Ayer’s contention is that the PRNG in LibreSSL, which is a fork of OpenSSL, is unsafe to use after a fork; forking, he said, creates a clone of the parent process and as a result, the PRNG will generate identical output in the parent and child processes unless the PRNG is reseeded, Ayer said.
“LibreSSL attempts to detect when a fork occurs by checking the PID,” Ayer said. “If it differs from the last PID seen by the PRNG, it knows that a fork has occurred and automatically reseeds. This works most of the time. Unfortunately, PIDs are typically only 16 bits long and thus wrap around fairly often. And while a process can never have the same PID as its parent, a process can have the same PID as its grandparent. So a program that forks from a fork risks generating the same random data as the grandparent process. This is what happens in the fork_rand program, which repeatedly forks from a fork until it gets the same PID as the grandparent.”
This scenario, De Raadt said, is unrealistic.
“The way it is forking is just not what any program using libssl/libcrypto does. The ‘danger’ only exists in that specific choice of operations, yet no piece of software does that,” de Raadt said. “This test program has been specifically constructed to exercise this completely synthetic test. The author’s test program is holding all the pid’s captive so that this situation happens. It is simply unrealistic.
“The OpenSSL random number generator has a number of far worse practices in it, which we have decided to not bring to light further; our decision was to remove it and replace it, and we will do better,” de Raadt said.
Ayer conceded in an email to Threatpost last night that the test case depends on an unusual program structure and the “normally unlikely” scenario of the grandchild process getting the same PID as its grandparent.
“However, there are a lot of programs that use OpenSSL and it’s impossible to say for sure that none of them have this structure. It’s also imprudent to say that an attacker won’t find a way to manufacture the duplicate PID scenario in a real system. Time and time again, potential security vulnerabilities are dismissed as being impractical, only for clever attackers to find a way to exploit them in practice a few years later,” Ayer said. “Also, since LibreSSL is billed as a drop-in replacement for OpenSSL, I think it’s a bug if you can demonstrate a program that performs safely under OpenSSL’s guarantees but not when used with LibreSSL. You can’t anticipate all the unusual ways a library might be used, and in a
security-sensitive library the consequences of breaking guarantees can be severe.”

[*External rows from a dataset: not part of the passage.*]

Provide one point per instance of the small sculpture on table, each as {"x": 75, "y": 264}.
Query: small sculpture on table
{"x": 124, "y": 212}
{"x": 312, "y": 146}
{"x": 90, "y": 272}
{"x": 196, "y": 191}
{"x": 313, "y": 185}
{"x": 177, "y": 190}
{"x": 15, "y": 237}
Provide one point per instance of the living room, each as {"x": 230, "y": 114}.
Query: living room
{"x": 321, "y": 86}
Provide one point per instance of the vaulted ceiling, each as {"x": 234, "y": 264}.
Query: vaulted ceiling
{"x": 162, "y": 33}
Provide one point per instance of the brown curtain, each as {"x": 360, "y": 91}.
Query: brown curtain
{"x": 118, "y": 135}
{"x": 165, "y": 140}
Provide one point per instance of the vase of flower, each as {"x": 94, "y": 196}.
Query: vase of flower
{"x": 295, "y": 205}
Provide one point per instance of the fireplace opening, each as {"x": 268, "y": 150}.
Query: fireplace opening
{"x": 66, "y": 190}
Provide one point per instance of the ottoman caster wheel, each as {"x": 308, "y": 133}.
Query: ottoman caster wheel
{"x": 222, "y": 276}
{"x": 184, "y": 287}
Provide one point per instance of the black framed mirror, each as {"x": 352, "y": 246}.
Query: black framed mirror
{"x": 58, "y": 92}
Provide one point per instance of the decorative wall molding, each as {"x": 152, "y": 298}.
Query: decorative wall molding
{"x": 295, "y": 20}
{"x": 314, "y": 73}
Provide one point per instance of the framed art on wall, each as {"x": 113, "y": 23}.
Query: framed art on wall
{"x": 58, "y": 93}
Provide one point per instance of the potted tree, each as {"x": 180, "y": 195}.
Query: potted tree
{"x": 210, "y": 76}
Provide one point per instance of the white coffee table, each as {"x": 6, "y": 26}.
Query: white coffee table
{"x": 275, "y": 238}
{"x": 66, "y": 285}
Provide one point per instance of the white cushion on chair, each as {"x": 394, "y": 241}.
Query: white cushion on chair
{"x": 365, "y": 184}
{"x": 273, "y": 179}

LibreSSL 2.0.0 and 2.0.1 were released over the weekend and support a number of platforms beyond OpenBSD, including several Linux flavors, as well as Mac OS X and Solaris.
The OpenBSD Foundation announced its intention to fork OpenSSL in April and spent considerable time before then and since cleaning up volumes of code that bloated OpenSSL. LibreSSL surfaced after the disclosure of the Heartbleed OpenSSL vulnerability.
The release of these early versions of LibreSSL was meant to generate the kind of feedback Ayer delivered, de Raadt and Beck said.
“This is exactly what I was aiming for with my blog post,” Ayer said. “In general, I really like the work the LibreSSL devs are doing. I think it’s in the true open source spirit that we’re having this discussion, and it should ultimately lead to better security for all.”